Justice Sotomayor clearly recognized this issue in the oral argument in R.G. & G.R. Harris Funeral Homes v. EEOC.  As she explained to Aimee Stephens's counsel: The "hard question" is how to deal with "women who are made uncomfortable, and not merely uncomfortable, but who would feel intruded upon if someone who still had male characteristics walked into their bathroom. That's why we have different bathrooms." But she explicitly rejected the employer's contention that ruling for Stephens would mean that a transgender woman is male for purposes of Title VII's BFOQ exception: 

No. What they're doing is saying if there is an independent reason why a man who's transgendered can't have a job that a woman has, then that reason is good enough, you don't have to hire them.

But if there is no reason why your gender should [matter] in the work you are doing, why should you not be hired?

Note that Sotomayor refers to a transgender woman as a "man who's transgendered." In other words, a transgender woman is still male and would not be entitled to a job that is not available to other men.

The Bostock decision has been hailed as a huge victory for LGBT rights, but its limitations cannot be ignored.
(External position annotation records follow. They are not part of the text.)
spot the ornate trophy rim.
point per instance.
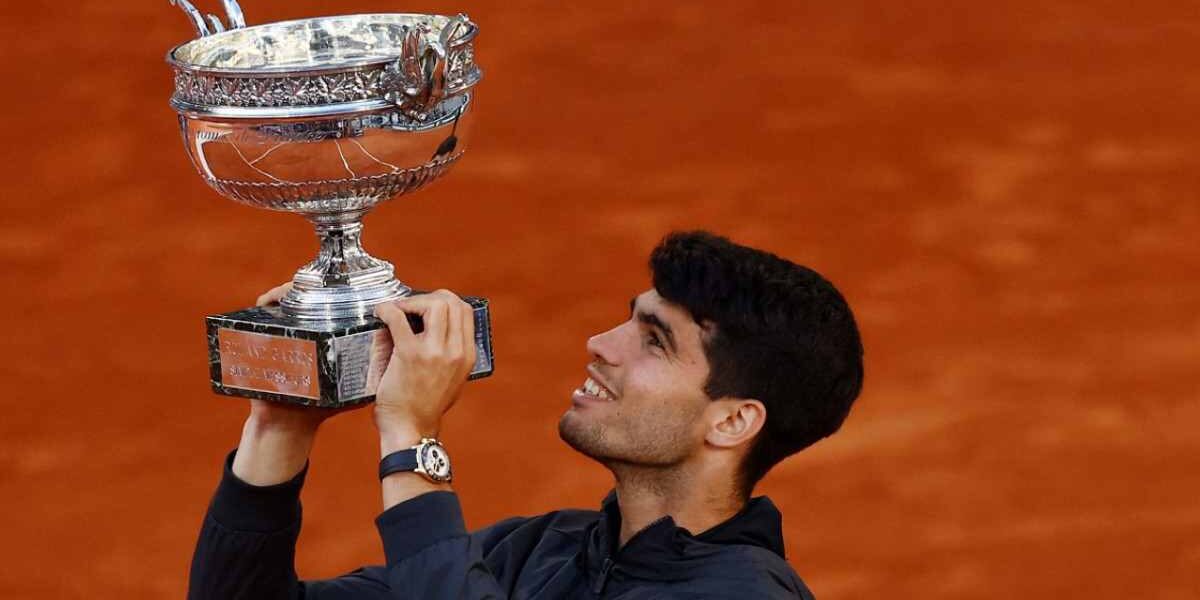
(323, 69)
(379, 79)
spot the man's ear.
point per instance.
(733, 421)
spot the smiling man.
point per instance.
(733, 360)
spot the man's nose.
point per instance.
(603, 347)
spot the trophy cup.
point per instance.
(324, 118)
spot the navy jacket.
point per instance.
(247, 546)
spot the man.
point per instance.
(733, 360)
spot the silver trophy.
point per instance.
(324, 118)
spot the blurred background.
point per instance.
(1006, 192)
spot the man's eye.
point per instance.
(653, 340)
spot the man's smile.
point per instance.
(593, 390)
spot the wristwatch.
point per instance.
(429, 457)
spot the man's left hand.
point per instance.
(426, 370)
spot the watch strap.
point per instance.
(399, 461)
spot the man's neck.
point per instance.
(695, 502)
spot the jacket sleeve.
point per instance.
(246, 549)
(430, 555)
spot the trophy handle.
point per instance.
(214, 25)
(418, 77)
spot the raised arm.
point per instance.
(247, 540)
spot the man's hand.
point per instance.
(426, 370)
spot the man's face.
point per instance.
(643, 399)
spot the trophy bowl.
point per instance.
(327, 118)
(324, 118)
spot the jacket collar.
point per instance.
(665, 551)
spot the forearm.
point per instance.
(273, 450)
(246, 545)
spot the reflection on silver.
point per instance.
(327, 118)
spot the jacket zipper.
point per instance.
(598, 588)
(610, 565)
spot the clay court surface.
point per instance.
(1007, 193)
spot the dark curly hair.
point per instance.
(779, 333)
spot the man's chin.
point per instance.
(586, 438)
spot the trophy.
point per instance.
(324, 118)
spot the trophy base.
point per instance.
(262, 353)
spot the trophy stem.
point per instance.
(343, 281)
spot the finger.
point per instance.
(402, 336)
(436, 325)
(274, 295)
(468, 336)
(454, 328)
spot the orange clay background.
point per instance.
(1005, 191)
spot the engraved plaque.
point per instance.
(270, 364)
(361, 359)
(262, 353)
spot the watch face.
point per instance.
(435, 461)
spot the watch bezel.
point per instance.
(421, 467)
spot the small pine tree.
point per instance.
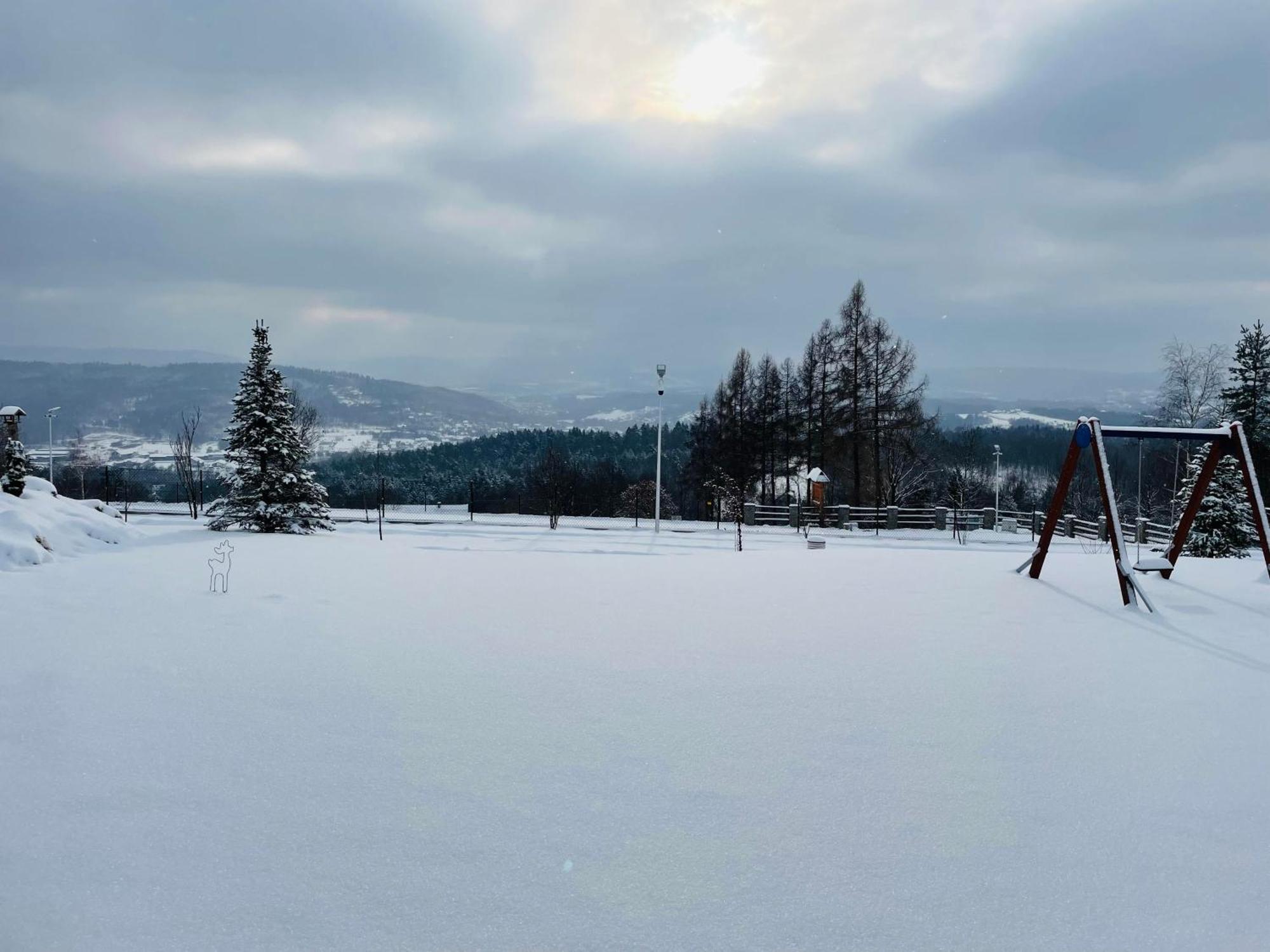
(1222, 525)
(13, 468)
(1248, 398)
(271, 489)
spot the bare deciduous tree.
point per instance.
(1191, 394)
(308, 421)
(553, 482)
(184, 459)
(731, 499)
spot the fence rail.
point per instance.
(157, 492)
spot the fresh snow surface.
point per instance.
(479, 738)
(41, 526)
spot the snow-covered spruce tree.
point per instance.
(13, 468)
(1248, 397)
(271, 489)
(1222, 525)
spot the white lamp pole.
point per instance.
(51, 414)
(657, 492)
(996, 512)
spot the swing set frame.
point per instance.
(1227, 439)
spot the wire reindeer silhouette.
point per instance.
(220, 567)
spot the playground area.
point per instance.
(479, 737)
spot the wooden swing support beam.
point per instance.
(1229, 439)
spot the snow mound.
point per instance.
(40, 526)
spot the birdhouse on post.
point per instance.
(817, 482)
(10, 417)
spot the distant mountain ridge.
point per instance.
(148, 400)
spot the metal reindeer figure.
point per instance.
(220, 567)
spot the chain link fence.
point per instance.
(371, 499)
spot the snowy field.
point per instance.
(482, 738)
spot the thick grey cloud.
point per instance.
(446, 194)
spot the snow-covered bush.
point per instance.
(40, 526)
(13, 468)
(1222, 527)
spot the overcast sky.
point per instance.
(519, 192)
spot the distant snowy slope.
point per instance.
(1005, 420)
(148, 402)
(41, 526)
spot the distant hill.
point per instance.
(148, 400)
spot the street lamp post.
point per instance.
(657, 491)
(51, 414)
(996, 512)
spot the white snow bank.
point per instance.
(41, 525)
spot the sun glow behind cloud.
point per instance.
(717, 77)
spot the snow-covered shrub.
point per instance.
(1222, 527)
(40, 526)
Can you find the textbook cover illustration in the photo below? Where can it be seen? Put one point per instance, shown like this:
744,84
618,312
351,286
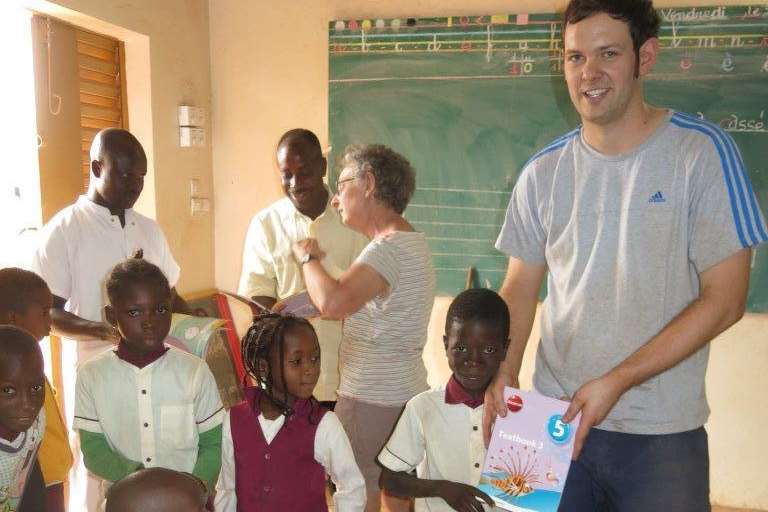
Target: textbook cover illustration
529,453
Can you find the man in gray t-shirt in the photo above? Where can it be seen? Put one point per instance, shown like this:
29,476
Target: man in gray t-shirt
643,221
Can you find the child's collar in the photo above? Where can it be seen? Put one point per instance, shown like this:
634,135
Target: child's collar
138,360
456,394
8,435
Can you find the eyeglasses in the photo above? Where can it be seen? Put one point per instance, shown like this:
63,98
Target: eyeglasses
339,183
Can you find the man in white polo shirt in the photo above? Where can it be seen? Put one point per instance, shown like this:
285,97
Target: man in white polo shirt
80,245
270,272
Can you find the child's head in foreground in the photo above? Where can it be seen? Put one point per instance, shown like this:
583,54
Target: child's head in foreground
139,304
157,490
476,337
282,353
25,301
22,380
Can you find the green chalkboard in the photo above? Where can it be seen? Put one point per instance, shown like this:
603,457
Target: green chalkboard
469,99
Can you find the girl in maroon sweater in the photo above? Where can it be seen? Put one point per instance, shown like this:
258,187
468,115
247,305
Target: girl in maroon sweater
278,445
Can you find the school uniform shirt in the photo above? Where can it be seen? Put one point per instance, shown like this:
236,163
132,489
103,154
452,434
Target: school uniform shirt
440,440
81,244
331,450
153,415
269,269
17,458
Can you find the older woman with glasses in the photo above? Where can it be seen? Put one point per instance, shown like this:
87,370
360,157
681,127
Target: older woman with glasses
385,299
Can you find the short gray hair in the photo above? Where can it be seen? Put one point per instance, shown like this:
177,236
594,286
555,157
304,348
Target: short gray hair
395,178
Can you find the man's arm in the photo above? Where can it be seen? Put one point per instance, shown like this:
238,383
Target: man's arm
520,290
462,497
69,325
721,303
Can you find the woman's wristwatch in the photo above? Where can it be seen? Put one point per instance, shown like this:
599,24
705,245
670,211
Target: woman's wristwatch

It can hardly be seen as a tremendous shift in judicial thinking when the most liberal Justice -- Sotomayor -- had misgivings about allowing individuals with "male characteristics" access to the women's bathroom. Rather, it was only possible because of close adherence to legalistic principles of statutory interpretation and because it avoided the "hard question" of bathroom access.  




This blog reflects the views solely of its author. It is not intended, and should not be regarded, as legal advice on how to analyze any particular set of facts.